Realtor.com data showed more homes for sale – but recovery remained uneven
The latest Realtor.com February report showed a market that cooled in a more uneven way. Inventory growth slowed, prices eased and regional gaps widened for borrowers and originators. Active listings rose while days on market lengthened, pointing to a cooler but still tight environment for purchase lending.
Beneath the national averages, the report showed a market that looked very different for borrowers shopping in the Northeast and Midwest than in the South and West, and for buyers under the $500,000 mark compared with the upper tiers.
Inventory gains concentrated in cheaper Sun Belt markets
“The housing market continued to rebalance in February, with inventory growing for a 28th consecutive month of year-over-year gains; however, the pace of improvement continued to cool, highlighting a recovery that is losing steam and remains uneven across regions and price points,” the report said.
“Inventory has improved for more than two years, but the momentum has faltered in recent months,” said Danielle Hale, chief economist at Realtor.com.
“Supply gains have been concentrated in the South and West and skewed toward homes priced below $500,000. While the Northeast and Midwest have seen growth, they remain significantly undersupplied.”
Active listings “climbed 7.9% year over year in February, reaching 914,860 homes on the market,” the report said, even as national supply “remains 16.8% below typical 2017–2019 levels.”
The South and West were “now roughly in line with 2017–2019 levels,” while inventory in February “remained 56.8% lower in the Northeast and 39.5% lower in the Midwest.”

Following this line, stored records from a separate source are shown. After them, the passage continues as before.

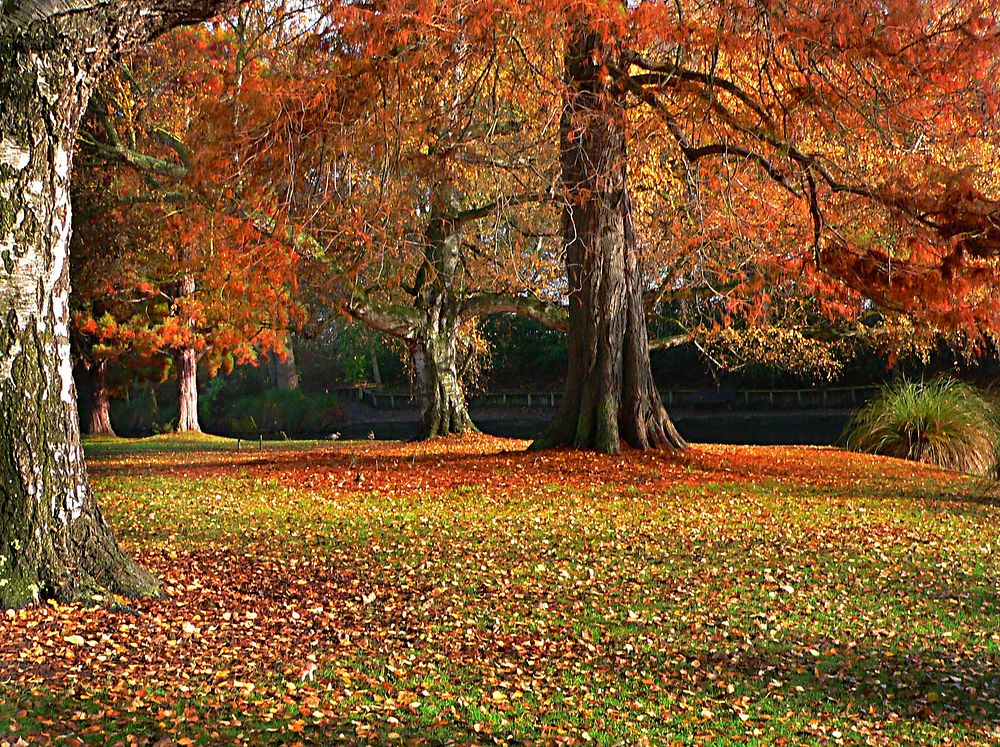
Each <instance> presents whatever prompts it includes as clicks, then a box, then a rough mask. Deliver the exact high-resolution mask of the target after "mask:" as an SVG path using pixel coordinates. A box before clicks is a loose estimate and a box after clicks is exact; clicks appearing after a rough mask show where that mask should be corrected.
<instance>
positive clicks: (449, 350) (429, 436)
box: [409, 324, 476, 440]
mask: <svg viewBox="0 0 1000 747" xmlns="http://www.w3.org/2000/svg"><path fill="white" fill-rule="evenodd" d="M421 332H422V334H421V336H420V337H419V338H418V339H416V340H413V341H411V342H410V343H409V349H410V356H411V358H412V360H413V371H414V377H415V380H416V381H415V384H416V389H417V400H418V402H419V404H420V422H419V424H418V425H417V432H416V434H415V439H416V440H424V439H428V438H434V437H435V436H448V435H451V434H461V433H467V432H470V431H475V430H476V426H475V425H473V423H472V418H471V417H470V416H469V409H468V407H467V406H466V403H465V392H464V391H463V389H462V383H461V381H460V380H459V376H458V366H457V363H458V351H457V343H458V328H457V327H456V326H454V325H448V324H445V325H443V326H442V327H441V328H439V329H434V328H431V329H428V330H421Z"/></svg>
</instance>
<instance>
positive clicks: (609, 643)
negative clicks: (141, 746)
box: [0, 436, 1000, 745]
mask: <svg viewBox="0 0 1000 747" xmlns="http://www.w3.org/2000/svg"><path fill="white" fill-rule="evenodd" d="M526 445H527V444H526V442H523V441H510V440H503V439H496V438H490V437H485V436H475V437H468V438H464V439H448V440H443V441H440V442H438V443H435V444H433V445H430V446H428V445H422V444H400V443H369V442H367V441H366V442H337V443H325V444H324V443H288V444H281V445H276V444H265V448H264V450H263V451H260V450H258V444H256V443H254V444H251V445H250V446H251V448H247V444H243V450H242V451H240V452H237V451H236V449H235V442H227V441H224V440H211V441H204V442H200V441H198V440H187V441H184V442H178V441H176V440H174V439H169V438H159V439H147V440H145V441H141V442H134V441H99V442H91V443H90V444H89V445H88V453H89V454H90V470H91V477H92V481H93V484H94V487H95V490H96V491H97V494H98V496H99V499H100V501H101V503H102V505H103V507H104V509H105V512H106V515H107V518H108V520H109V521H110V522H111V524H112V525H113V526H114V527H115V528H116V530H117V533H118V535H119V537H120V538H121V539H122V541H123V542H124V544H125V545H126V546H127V548H128V549H129V550H130V551H131V552H133V553H134V554H135V555H137V556H138V558H139V559H140V560H141V562H142V563H144V564H145V565H146V566H147V567H149V568H151V569H152V570H154V571H155V573H156V574H157V575H158V576H159V577H160V578H161V580H162V584H163V592H164V593H163V596H162V598H160V599H155V600H153V599H144V600H126V599H121V598H107V599H98V600H95V602H94V604H93V605H91V606H77V605H73V606H56V605H51V604H50V605H45V606H42V607H40V608H33V609H26V610H21V611H17V612H8V613H6V616H2V615H3V614H4V613H0V744H3V745H7V744H11V745H13V744H24V743H33V742H36V741H37V742H46V741H49V740H51V741H53V742H57V743H58V742H68V743H71V744H74V743H86V744H115V743H121V744H163V745H166V744H191V743H198V744H219V743H227V744H229V743H242V744H260V743H273V744H294V743H297V742H300V743H302V744H331V743H348V744H351V743H361V744H393V743H399V744H447V743H455V744H491V743H501V744H584V743H594V744H603V745H611V744H615V745H617V744H657V745H658V744H718V745H728V744H750V745H753V744H759V745H773V744H789V745H798V744H871V745H898V744H920V745H925V744H942V745H944V744H948V745H952V744H969V745H988V744H998V743H1000V506H998V505H997V503H995V502H991V501H990V500H987V499H984V498H982V497H981V496H980V488H981V486H979V485H977V484H975V483H974V482H972V481H971V480H969V479H966V478H961V477H958V476H956V475H953V474H951V473H946V472H943V471H939V470H934V469H930V468H926V467H919V466H915V465H912V464H909V463H905V462H901V461H896V460H891V459H883V458H877V457H869V456H861V455H854V454H847V453H844V452H841V451H838V450H834V449H824V448H804V447H803V448H786V447H733V446H696V447H694V448H693V449H692V450H691V451H690V453H689V454H687V455H685V456H684V457H683V458H678V457H673V456H670V455H667V454H660V453H637V452H633V453H629V454H626V455H622V456H599V455H593V454H587V453H578V452H569V451H557V452H540V453H535V452H531V453H528V452H524V451H523V449H524V448H525V446H526ZM304 674H305V675H306V677H305V679H303V675H304Z"/></svg>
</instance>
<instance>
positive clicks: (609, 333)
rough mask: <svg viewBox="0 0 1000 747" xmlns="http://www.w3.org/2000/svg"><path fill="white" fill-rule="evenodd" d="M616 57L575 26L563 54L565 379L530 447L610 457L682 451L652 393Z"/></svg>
mask: <svg viewBox="0 0 1000 747" xmlns="http://www.w3.org/2000/svg"><path fill="white" fill-rule="evenodd" d="M609 54H613V50H612V49H611V48H610V47H609V46H608V45H607V43H606V42H605V40H604V39H602V37H601V36H600V35H599V34H597V33H595V32H593V31H591V30H589V29H588V28H586V26H585V24H582V23H581V24H578V25H577V26H576V27H575V28H574V29H573V30H572V31H571V39H570V43H569V45H568V49H567V53H566V62H565V65H566V84H567V88H568V91H569V94H568V95H569V100H568V102H567V104H566V106H565V108H564V111H563V116H562V122H561V126H560V138H561V161H562V180H563V185H564V188H565V193H566V195H567V197H568V201H567V205H566V206H565V208H564V209H563V219H562V223H563V226H562V230H563V241H564V245H565V249H566V268H567V273H568V277H569V288H570V293H569V304H570V306H569V314H570V327H569V371H568V374H567V380H566V390H565V394H564V396H563V400H562V405H561V407H560V408H559V411H558V413H557V415H556V417H555V419H554V420H553V421H552V423H551V424H550V425H549V427H548V429H547V430H546V432H545V433H544V434H543V435H542V437H540V438H539V439H538V440H537V441H536V442H535V444H534V447H535V448H543V447H548V446H576V447H579V448H585V449H595V450H598V451H609V452H616V451H619V450H620V449H621V442H622V440H624V441H625V442H626V443H628V444H630V445H631V446H634V447H638V448H649V447H654V446H669V447H674V448H682V447H684V446H685V443H684V440H683V439H682V438H681V436H680V434H678V433H677V430H676V429H675V428H674V426H673V423H671V421H670V418H669V417H668V415H667V413H666V410H664V408H663V404H662V402H661V400H660V396H659V393H658V392H657V390H656V386H655V385H654V383H653V376H652V371H651V370H650V365H649V341H648V336H647V332H646V322H645V318H644V316H643V306H642V285H641V272H640V267H639V258H638V253H637V248H636V243H635V237H634V235H633V233H632V217H631V205H630V203H629V196H628V190H627V176H626V160H627V147H626V138H625V109H624V92H623V91H622V90H620V89H618V88H617V87H615V84H614V83H613V82H612V81H611V80H610V79H609V78H608V76H607V75H606V74H605V73H604V72H603V71H602V65H603V64H604V63H605V62H611V60H608V59H607V55H609Z"/></svg>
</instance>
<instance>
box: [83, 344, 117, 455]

At the metro level, 43 of the 50 largest markets saw inventory growth, led by Seattle, Louisville and San Jose, while “seven markets, including Hartford, Conn. and Providence, R.I., remain more than 50% below pre-pandemic inventory levels.”
Buyers got more time, modest price relief
“Homes spent a median of 70 days on the market in February — four days longer than a year ago and marking the 23rd straight month of slowing sales pace on an annual basis,” Realtor.com said, although homes still sold eight days faster than before the pandemic.
Nationally, “the median list price fell 2.1% year over year to $403,450,” with price per square foot down 1.9%.
Median list prices “rose modestly in the Midwest and were nearly flat in the Northeast, but declined in the South and West,” while price per square foot “climbed 3.3% in the Northeast and 2.1% in the Midwest, even as it fell in the South and West.”
In February, 15.5% of listings featured a price cut, “down from 16.8% last year” and lowest in the Northeast.
Meanwhile, existing‑home sales in January fell 8.4% from December, even as the median price for a resale home ticked up and months’ supply rose to about 3.7, the National Association of Realtors reported.
California REALTORS pointed to moderating demand and still‑elevated inventory levels as early‑2026 prices slipped from recent highs, describing a gradual move toward more balanced conditions.
Lower rates stirred demand, but not a boom
Mortgage rates eased to their lowest levels since 2022, with the average 30‑year fixed slipping 5.98% in late February, according to Freddie Mac data.
Mortgage applications rose 11% in the week ending February 27, with the Mortgage Bankers Association noting that “purchase applications also moved higher, with the week’s pace almost 10% ahead of last year’s pace, as lower rates and growing levels of housing inventory continue to support homebuyer interest.”
Meanwhile, "rising delistings and the growth of refuge markets capture the push and pull defining today’s housing market,” as Hale put it in a separate interview, with pandemic boomtowns seeing frustrated sellers yank listings when price expectations were not met.
Brokers also described a “cooler but fairer” market where higher inventory and longer marketing times gave qualified buyers more room to negotiate, without tipping conditions decisively in their favor.